BOLDUAN: And Maria, we've talked about a lot, Latino voters are not monolithic. We find that with white women, Black women, older women. There's a lot of complexities.

Has either campaign done a good job at getting at that?

CARDONA: I think what the Biden campaign has focused on is just all the issues that women care about, as we just talked about, as heads of households. And what the Biden campaign, I think, has done a really good job of doing is, instead of breaking them down in silos, talking about the issues that are important to all women.

You know, Tara mentioned this. White women have not gone for a Democratic candidate since 1996. Right?

And it has been women of color, who have really come out in droves for past Democratic candidates that have won. And what we're seeing this cycle is that you have not just women of color, Latino women, Black women, coming out in droves for Joe Biden, there is a gender gap with both of those groups.

But white women are also now starting to be added to that group. And --

BOLDUAN: Tara --


BOLDUAN: Tara, real quick, what do Republicans need to do to try to win women back if they're losing them with Donald Trump?

SETMAYER: Well, I warned about this after 2016, that the Republican Party would have a generational problem with women if they did not check Donald Trump and his misogyny and his behavior.

And we're seeing that now. If you look at the reason why Republicans lost the House in 2018, it was driven largely by suburban districts where women voted -- women candidates as well -- who took out Republicans.
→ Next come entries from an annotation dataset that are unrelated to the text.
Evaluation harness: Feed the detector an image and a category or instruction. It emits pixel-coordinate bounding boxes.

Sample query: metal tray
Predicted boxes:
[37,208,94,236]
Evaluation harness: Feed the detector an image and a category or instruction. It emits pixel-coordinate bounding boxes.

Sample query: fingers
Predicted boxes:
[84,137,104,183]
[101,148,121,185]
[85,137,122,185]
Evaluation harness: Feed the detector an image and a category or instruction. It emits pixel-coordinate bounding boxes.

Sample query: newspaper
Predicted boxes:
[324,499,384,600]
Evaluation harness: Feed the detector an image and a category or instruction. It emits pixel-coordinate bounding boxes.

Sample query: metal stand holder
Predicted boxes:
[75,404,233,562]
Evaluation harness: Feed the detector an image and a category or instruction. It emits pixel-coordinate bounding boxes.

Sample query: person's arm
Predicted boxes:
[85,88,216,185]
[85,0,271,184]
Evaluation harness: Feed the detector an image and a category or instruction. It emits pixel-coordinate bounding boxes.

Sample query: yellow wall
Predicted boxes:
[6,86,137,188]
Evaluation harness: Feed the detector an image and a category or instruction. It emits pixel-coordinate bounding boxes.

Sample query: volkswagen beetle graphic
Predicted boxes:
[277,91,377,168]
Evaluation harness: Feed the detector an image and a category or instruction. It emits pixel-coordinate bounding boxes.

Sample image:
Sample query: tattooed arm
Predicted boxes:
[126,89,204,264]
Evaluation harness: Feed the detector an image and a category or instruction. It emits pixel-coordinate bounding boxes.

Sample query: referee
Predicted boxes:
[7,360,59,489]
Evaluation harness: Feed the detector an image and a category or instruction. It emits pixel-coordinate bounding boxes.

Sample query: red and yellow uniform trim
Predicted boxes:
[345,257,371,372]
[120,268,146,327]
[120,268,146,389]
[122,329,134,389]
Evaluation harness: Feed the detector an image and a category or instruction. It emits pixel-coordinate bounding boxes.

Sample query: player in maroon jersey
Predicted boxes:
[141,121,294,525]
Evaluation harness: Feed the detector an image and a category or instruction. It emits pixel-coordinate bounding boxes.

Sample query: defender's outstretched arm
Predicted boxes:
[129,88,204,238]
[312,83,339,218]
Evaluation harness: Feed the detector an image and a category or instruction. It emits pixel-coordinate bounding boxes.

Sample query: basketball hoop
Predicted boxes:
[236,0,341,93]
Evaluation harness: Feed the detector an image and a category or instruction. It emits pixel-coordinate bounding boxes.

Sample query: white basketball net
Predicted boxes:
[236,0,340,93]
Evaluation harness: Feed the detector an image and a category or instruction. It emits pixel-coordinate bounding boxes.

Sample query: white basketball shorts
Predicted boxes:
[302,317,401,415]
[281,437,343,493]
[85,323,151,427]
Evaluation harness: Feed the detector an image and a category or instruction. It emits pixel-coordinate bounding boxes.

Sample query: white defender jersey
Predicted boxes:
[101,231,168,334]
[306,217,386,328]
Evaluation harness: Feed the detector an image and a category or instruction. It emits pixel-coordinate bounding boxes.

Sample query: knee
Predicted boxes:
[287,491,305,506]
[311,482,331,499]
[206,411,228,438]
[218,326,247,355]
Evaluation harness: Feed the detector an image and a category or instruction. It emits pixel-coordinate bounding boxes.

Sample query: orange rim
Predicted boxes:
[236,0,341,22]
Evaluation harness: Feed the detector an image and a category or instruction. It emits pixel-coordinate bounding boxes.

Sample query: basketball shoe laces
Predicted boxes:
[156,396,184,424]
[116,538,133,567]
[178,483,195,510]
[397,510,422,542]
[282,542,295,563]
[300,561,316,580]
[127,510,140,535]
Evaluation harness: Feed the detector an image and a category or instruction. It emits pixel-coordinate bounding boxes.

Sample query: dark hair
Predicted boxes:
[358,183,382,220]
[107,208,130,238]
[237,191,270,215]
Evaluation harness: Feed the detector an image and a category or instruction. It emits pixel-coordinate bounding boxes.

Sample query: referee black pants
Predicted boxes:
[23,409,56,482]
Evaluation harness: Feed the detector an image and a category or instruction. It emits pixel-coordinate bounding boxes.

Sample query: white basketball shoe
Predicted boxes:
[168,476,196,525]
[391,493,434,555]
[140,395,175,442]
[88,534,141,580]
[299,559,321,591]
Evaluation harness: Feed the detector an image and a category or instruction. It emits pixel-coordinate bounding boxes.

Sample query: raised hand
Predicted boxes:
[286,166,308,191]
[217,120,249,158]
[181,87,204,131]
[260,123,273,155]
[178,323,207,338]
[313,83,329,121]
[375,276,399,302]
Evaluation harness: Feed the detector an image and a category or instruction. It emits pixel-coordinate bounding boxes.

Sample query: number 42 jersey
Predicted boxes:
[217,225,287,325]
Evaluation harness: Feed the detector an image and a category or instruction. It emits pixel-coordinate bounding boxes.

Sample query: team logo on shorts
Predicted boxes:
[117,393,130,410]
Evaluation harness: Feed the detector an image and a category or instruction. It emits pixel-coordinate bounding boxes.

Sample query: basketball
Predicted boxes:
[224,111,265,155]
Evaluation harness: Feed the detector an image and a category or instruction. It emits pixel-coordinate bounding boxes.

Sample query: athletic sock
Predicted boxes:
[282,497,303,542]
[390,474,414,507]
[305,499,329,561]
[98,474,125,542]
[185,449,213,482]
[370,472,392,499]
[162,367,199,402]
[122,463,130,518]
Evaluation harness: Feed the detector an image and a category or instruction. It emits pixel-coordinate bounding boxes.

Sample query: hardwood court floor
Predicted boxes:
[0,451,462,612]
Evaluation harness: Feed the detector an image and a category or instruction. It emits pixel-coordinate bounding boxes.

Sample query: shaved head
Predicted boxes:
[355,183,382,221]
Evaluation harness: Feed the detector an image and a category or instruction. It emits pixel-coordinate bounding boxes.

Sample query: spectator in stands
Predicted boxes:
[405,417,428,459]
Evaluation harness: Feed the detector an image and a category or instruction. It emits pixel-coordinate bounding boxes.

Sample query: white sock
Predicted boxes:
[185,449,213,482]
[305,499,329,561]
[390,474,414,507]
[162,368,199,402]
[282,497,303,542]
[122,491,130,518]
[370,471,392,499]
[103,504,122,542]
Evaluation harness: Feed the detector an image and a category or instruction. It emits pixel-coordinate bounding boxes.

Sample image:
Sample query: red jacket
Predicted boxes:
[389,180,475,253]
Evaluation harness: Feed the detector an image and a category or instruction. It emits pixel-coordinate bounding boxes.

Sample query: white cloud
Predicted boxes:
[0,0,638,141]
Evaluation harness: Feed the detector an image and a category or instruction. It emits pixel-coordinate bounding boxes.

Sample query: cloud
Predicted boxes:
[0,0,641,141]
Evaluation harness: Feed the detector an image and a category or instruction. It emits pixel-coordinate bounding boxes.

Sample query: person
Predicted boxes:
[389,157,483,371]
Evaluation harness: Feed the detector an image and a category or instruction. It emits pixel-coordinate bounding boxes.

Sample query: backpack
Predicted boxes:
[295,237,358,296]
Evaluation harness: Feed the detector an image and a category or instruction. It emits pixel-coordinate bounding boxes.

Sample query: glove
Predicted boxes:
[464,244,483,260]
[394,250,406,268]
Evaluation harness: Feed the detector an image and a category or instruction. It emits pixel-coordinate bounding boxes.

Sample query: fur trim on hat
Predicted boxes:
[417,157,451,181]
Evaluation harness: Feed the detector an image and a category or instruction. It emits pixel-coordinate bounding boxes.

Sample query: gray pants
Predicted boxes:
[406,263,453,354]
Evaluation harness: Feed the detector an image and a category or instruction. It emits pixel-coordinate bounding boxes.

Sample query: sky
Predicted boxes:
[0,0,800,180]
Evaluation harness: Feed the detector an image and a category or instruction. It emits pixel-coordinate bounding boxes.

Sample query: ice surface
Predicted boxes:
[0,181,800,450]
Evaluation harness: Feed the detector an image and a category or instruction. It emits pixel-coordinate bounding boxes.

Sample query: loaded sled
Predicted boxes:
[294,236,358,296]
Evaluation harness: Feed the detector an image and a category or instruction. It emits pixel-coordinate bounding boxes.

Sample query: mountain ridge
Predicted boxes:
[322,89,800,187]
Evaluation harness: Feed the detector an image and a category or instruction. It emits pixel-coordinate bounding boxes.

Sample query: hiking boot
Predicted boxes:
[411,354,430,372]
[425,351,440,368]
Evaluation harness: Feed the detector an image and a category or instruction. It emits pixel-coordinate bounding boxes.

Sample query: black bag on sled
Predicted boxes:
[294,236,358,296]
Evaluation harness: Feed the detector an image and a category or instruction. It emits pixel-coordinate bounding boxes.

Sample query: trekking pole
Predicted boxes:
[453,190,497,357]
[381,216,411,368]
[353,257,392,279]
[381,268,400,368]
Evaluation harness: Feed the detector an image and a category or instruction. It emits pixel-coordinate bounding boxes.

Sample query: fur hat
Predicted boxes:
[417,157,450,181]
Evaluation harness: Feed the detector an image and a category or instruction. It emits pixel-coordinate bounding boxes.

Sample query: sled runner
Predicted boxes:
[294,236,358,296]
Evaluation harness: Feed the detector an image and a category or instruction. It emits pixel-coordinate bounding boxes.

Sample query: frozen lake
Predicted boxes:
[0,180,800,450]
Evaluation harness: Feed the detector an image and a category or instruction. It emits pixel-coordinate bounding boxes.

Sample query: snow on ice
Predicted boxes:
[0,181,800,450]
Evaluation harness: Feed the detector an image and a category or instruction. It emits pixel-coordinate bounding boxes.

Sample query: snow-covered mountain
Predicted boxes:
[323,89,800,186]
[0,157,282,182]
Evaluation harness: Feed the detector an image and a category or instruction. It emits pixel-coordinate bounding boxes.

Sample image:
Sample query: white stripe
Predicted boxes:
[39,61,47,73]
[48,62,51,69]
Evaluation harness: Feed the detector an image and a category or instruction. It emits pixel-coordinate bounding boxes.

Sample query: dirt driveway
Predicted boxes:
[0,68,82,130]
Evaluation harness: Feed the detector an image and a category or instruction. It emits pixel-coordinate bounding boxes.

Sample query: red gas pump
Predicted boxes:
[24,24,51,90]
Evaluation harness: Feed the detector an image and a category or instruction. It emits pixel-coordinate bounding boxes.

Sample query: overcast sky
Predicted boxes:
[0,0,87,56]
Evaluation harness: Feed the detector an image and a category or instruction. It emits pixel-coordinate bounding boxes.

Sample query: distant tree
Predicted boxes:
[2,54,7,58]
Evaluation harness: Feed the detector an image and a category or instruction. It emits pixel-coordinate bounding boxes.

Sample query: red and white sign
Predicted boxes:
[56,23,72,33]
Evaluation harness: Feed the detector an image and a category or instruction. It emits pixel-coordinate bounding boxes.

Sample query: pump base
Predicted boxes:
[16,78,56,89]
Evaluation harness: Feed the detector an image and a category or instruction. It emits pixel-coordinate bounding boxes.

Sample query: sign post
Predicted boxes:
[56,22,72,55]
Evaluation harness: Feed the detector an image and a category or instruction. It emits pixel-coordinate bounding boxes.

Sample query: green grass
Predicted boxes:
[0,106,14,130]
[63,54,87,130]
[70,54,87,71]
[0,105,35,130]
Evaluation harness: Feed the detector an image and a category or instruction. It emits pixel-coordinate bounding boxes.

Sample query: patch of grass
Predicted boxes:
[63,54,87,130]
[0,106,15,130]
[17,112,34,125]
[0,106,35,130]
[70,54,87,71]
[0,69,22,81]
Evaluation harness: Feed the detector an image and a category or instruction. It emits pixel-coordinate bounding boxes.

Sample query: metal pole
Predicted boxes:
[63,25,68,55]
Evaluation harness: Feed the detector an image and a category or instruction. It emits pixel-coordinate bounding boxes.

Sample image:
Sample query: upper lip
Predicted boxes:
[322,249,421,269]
And women voters have said enough is enough. So if the Republican Party wants to continue to be a major party, they need to reject the White House nationalism, the populism, this party of immorality and hypocrisy. Supporting Donald Trump is not going to do it. Women are not going to put up with this.

So it's up to the Republicans, what their future is going to be, because QAnon, conspiracy theories and insults and the lack of science, these types of things women are not going to stand for. They wouldn't put up a 5-year-old child acting this way.

Why would they put up with a president acting this way?

And the Republican Party needs to make the decision that that's the leadership they want their party to have.

BOLDUAN: I'm curious to see exit polls and the raw data after all of the votes are cast to see what women are saying with their votes this cycle. It's great to see you guys. Thank you.

CARDONA: Thank you.

SETMAYER: Thank you.

BOLDUAN: President Trump may call Russian election interference a hoax but it's all too real and it takes on many forms with many different aims.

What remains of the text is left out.